Наиболее успешными в торговле и промышленности часто оказывались нонконформисты, которые были особенно трудолюбивыми. Они могли быть жёсткими в семье, как и отцы-пуритане столетием раньше. Но у них было честолюбие, и они отправляли сыновей в школы-интернаты в самом раннем возрасте. При запрете на проявление чувств в семьях, подобное образование усиливало индивидуализм. Из-за недостатка эмоциональной жизни многие из этих мальчиков стремились вложить всю свою энергию во власть, либо помогая строить империю, либо выстраивая торговлю и промышленность.

Но для бедных слоев такой индивидуализм был нереален. Там, где женщины и дети могли найти работу в производстве тканей, рабочая семья могла удвоить доходы и неплохо прожить. Но те бедные семьи, где работали только отцы, жили на грани голода.
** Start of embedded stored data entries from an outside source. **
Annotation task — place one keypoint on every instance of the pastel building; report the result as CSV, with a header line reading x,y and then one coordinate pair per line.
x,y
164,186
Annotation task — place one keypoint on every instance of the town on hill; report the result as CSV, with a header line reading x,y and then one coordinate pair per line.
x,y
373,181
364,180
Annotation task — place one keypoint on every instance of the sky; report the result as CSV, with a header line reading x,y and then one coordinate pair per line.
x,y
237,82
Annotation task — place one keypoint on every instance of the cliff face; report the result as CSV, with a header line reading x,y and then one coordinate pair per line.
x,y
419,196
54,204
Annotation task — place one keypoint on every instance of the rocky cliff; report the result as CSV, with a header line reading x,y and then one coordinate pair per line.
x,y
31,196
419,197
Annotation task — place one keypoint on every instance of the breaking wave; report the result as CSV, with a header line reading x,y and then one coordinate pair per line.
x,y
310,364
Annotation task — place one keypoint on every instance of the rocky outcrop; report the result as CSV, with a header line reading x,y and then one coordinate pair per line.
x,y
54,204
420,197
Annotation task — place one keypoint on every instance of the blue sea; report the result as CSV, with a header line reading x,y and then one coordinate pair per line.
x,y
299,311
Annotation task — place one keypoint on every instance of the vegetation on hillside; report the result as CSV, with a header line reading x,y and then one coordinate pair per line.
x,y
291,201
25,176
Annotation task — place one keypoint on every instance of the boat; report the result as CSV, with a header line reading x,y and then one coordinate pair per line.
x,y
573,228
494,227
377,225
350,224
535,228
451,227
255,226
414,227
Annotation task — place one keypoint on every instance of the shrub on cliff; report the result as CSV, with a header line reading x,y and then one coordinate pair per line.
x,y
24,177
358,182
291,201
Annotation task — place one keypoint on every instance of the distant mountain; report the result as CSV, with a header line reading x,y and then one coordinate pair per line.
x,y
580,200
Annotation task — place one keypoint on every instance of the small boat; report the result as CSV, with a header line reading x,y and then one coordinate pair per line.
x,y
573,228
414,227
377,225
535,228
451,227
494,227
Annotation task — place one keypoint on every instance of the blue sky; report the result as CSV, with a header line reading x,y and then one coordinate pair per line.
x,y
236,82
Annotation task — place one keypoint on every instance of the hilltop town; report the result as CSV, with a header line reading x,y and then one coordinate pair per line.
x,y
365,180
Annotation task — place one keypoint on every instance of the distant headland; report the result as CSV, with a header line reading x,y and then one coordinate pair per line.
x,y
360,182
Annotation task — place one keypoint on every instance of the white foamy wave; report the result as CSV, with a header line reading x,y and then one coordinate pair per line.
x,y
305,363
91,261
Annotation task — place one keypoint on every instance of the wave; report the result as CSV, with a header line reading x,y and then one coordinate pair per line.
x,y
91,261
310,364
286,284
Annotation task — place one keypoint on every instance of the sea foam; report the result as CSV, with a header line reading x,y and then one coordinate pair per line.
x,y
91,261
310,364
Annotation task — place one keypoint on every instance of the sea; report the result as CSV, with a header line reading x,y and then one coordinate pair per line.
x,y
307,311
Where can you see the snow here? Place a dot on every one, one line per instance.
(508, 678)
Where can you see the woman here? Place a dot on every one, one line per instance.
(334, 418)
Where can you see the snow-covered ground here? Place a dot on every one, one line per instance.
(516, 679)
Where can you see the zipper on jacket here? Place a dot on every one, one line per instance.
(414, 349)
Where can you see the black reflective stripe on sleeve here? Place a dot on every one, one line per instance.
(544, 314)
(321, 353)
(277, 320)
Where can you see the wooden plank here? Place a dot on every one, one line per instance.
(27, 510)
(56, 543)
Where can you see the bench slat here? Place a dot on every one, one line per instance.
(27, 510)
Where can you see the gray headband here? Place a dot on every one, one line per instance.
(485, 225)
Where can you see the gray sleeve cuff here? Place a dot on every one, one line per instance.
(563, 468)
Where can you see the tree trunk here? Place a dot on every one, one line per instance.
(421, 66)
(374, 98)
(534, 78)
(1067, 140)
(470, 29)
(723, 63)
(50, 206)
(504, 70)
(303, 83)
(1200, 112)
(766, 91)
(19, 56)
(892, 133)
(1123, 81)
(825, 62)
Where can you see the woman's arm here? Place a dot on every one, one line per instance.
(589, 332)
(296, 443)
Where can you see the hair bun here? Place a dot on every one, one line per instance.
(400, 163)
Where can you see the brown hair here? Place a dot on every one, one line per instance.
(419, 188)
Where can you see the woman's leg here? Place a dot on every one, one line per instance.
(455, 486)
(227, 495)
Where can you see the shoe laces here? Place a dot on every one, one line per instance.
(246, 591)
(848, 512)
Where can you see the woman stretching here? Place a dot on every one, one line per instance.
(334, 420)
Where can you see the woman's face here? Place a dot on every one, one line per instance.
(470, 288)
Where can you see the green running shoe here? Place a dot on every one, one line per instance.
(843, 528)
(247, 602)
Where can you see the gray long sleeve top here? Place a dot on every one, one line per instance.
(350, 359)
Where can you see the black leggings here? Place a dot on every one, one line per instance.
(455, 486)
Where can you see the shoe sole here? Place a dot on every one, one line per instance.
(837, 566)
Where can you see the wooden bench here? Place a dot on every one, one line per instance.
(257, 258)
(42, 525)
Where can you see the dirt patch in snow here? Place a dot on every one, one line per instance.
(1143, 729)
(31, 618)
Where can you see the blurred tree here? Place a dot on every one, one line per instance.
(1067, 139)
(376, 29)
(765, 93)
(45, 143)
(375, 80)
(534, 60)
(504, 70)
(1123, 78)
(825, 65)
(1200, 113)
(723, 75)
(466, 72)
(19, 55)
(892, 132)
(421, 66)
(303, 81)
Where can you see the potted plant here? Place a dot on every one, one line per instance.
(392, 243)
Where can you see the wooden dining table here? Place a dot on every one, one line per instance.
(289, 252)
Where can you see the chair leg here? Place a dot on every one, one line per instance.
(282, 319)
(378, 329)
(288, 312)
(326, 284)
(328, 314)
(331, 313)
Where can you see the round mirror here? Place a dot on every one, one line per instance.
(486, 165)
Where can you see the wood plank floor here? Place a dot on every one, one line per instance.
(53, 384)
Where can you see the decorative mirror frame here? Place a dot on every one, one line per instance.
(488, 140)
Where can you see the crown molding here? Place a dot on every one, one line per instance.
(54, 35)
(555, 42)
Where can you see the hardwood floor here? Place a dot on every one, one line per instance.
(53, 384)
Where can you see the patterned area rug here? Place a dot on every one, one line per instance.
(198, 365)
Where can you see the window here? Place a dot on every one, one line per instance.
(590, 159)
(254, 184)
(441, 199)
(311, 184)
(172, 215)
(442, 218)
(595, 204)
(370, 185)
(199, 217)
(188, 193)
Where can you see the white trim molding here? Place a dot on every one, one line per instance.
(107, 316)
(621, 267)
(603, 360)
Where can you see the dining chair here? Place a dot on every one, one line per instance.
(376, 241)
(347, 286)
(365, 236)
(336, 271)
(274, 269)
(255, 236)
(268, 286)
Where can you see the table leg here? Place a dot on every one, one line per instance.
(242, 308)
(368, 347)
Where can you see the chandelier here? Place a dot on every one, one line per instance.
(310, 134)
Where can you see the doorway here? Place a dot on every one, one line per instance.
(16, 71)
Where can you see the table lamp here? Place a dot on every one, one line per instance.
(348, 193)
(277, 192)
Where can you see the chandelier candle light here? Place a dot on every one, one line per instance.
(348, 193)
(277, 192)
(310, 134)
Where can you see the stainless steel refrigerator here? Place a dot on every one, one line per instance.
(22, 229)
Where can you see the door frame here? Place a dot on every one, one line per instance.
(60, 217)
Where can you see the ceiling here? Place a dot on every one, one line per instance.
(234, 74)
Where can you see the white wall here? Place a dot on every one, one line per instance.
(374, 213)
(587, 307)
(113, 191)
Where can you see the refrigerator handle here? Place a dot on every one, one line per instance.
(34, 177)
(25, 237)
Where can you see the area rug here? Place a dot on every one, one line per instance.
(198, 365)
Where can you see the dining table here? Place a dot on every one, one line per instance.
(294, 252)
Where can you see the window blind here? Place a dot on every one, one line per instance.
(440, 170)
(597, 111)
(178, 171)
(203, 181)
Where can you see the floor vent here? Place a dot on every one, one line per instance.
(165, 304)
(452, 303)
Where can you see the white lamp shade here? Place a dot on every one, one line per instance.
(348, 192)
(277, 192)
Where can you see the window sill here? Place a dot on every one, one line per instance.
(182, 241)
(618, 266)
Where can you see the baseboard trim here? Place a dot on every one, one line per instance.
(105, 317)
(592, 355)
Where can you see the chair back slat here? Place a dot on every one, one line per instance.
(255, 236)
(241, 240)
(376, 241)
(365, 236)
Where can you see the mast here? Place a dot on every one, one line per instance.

Не везде действовал «Спихэмлендский Акт». И в таких районах у всё большего числа семей не оставалось иного выбора, кроме как отправиться в приходской работный дом. Некоторых детей отчаявшиеся матери даже убивали или оставляли умирать. Женщину из бедноты, ожидающую ребёнка, зачастую изгоняли из прихода, чтобы переложить на другой приход ответственность за прокорм матери и ребёнка.

Использование детского труда в работных домах и на новых фабриках к концу столетия выросло, что вряд ли удивительно. Быстро растущее население привело к появлению целого многочисленного класса детей. Дети бедняков всегда начинали работать тогда же, когда и ходить. От детей из работного дома ожидалось, что с трёх лет они могли учиться каким-то простым вещам, и почти все к шести-семи годам уже работали. И они были особенно полезны для владельцев фабрик, ведь их легко было приучить к дисциплине, в отличие от взрослых, и их труд обходился дешево.

Затем, крайне неожиданно, к концу столетия детский труд стал считаться постыдным явлением. Отчасти это стало результатом растущего неприятия жестокости, но также и того, что тяжёлый труд детей становился более явным и систематическим, поскольку многие работали теперь на фабриках, а не в полях и индивидуальном хозяйстве. Первый удар последовал несколькими годами ранее. Ужаснувшись страданиям детей, принуждаемых чистить каминные трубы, двое мужчин почти тридцать лет вели кампанию с целью провести через парламент Регулирующий Акт, чтобы уменьшить жестокое обращение с детьми; он был принят в 1788 году. В девятнадцатом веке условия жизни детей бедноты стали основной ареной социальных реформ. Это была реакция не просто на то, что именно дети страдали больше всех, но и на то, что их страдания были более очевидными.